Wikileaks als Chance für den Graswurzeljournalismus

Ausgerechnet “das ehemalige Nachrichtenmagazin” veröffentlicht eine Homestory über einen Ehemaligen, der demnächts nicht nur ein eigenes Wikileaks aufbauen sondern auch sein Buch verkaufen will. Ausgerechnet deshalb, weil Der Spiegel natürlich einer der Nutznießer von Wikileaks ist, den investigativen Journalismus hat man inzwischen abgestellt und bekommt ihn kostenfrei. Trotzdem beteiligt man sich im Rahmen der Kampagne gegen Wikileaks mit eben jener Homestory an der Veröffentlichung der Glaubwürdigkeit des Projektes im Allgemeinen und Assange im Speziellen in Zweifel ziehender Geschichte, und das natürlich nur aus dem einzigen Grund: Wikileaks ist nicht nur ein neues Journalismuswerkzeug, sondern ermöglicht auch Graswurzeljournalismus.

Jeden Tag veröffentlicht Wikileaks jene Dossiers, die als diplomatische Depeschen aus allen möglichen Ländern eingetroffen sind. Seit nunmehr zwei Wochen sind so trotzdem gerade einmal 0,5 Prozent der zu veröffentlichten “Cable” verfügbar. Und obschon der Kopf von Wikileaks – selbstredend nicht aus politischen Gründen – inhaftiert wurde und sich die Politik seit dem ersten Tag bemüht, die Sprengkraft der Veröffentlichungen herunterzureden, ist Wikileaks nicht mehr von den Titelseiten zu bekommen.

Mit etwas analytischem Verstand, ein wenig Zeit und der Hilfe von Suchmaschinen ist es möglich aus dem Fundus bessere Berichterstattung zu verfassen, als das beispielsweise der zu Anfang zititerte Spiegel kann. Denn der wie so viele andere Qualitätsmedien werden aus politischem Vorbehalt, Zeitdruck oder zu Gunsten des Boulevard abwägen müssen, ob man Wikileaks weiterhin die nötige Aufmerksamkeit schenkt, oder lieber aus dem Schlafzimmer eines Parteivorsitzenden, den Preisverleihungen, den Streitereien in und über Parteien, im Auftrag von Unternehmen als Berichte getarnte Anzeigen publiziert. Denn billiger und reißerischer als das Zusammensetzen des Puzzle #cablegate dürfte es sein, die Agenturmeldungen zum Thema abzudrucken, wie das schon so häufig gemacht wird. Und insofern wird man über kurz oder lang überall das selbe Resüme aus den Depeschen vorgesetzt bekommen.

In diese und die folgenden Lücken, denn fraglos bleibt #cablegate nicht die letzte Veröffentlichung, kann Weltbürgerjournalismus seine Wurzeln jagen, Depeschen kommentieren, kritisch hinterfragen und so zum Erfolg wie zu dem von Wikileaks beitragen.

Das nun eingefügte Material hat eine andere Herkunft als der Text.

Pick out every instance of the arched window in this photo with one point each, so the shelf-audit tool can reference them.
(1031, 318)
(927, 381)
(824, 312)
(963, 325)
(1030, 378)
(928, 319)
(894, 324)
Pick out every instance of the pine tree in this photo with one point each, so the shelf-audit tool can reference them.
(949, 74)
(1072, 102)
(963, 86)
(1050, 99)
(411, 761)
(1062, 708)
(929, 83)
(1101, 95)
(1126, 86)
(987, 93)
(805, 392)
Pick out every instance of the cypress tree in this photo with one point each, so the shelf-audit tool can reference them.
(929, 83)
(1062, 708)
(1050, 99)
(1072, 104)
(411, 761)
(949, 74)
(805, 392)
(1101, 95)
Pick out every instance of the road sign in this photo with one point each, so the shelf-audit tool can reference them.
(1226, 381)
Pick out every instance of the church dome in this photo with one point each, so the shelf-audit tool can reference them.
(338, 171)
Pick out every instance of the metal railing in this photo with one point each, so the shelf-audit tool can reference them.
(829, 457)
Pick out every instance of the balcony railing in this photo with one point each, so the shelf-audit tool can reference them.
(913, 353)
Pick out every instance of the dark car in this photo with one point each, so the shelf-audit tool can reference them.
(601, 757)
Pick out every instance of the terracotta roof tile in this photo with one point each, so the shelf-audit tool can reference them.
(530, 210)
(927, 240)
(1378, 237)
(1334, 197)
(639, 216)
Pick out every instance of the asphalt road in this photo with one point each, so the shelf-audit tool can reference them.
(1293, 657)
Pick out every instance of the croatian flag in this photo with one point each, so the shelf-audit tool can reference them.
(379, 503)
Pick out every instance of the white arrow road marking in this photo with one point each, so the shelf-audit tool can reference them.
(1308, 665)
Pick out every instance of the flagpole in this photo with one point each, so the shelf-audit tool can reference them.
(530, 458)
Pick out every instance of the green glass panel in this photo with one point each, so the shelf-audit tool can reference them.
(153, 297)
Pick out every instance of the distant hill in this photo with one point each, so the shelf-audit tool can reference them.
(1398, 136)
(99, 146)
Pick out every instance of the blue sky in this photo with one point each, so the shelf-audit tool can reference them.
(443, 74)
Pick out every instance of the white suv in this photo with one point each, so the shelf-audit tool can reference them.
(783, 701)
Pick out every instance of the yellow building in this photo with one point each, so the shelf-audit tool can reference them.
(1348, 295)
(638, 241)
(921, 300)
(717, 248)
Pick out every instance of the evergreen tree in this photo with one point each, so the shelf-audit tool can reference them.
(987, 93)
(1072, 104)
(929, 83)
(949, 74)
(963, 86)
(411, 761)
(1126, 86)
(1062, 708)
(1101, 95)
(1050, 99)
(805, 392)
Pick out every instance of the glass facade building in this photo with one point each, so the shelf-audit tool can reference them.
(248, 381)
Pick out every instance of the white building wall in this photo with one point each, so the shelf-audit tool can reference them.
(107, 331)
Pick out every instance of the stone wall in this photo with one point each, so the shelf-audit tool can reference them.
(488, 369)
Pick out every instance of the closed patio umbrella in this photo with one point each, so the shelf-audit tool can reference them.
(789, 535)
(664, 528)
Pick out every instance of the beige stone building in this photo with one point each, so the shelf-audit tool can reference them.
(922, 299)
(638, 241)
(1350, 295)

Dabei müsste niemand die Zeit aufbringen alle Depeschen zu studieren, die Wikileaks Tag für Tag publiziert. Thematisch, geographisch, nach Personen, Parteien oder Unternehmen zerpflückt widmet sich die heterogene Blogosphäre dem, was ihnen ohnehin gefällt.

Daraus hervor gehen könnte auch eine neue Qualität basierte Verlinkung untereinander, denn über eindimensionale Blogrolls hinaus sollte eine Instanz geschaffen werden, von der aus abermals thematisch, geographisch, nach Personen, Parteien oder Unternehmen zerpflückt auf einzelne Beiträge oder sie behandelnde Blogs zugreifen können müsste. Denn Korrespondenten sind der verlängerte Arm einer Redaktion, die jeder Blogger für sich selbst übernimmt, in einem syndizierten Format, das Veröffentlichungen ähnlich Google News verlinkt, würde aus der den dezentral publizierte Resümees über die Cables eine schlagkräftigen Graswurzeljournalismus machen.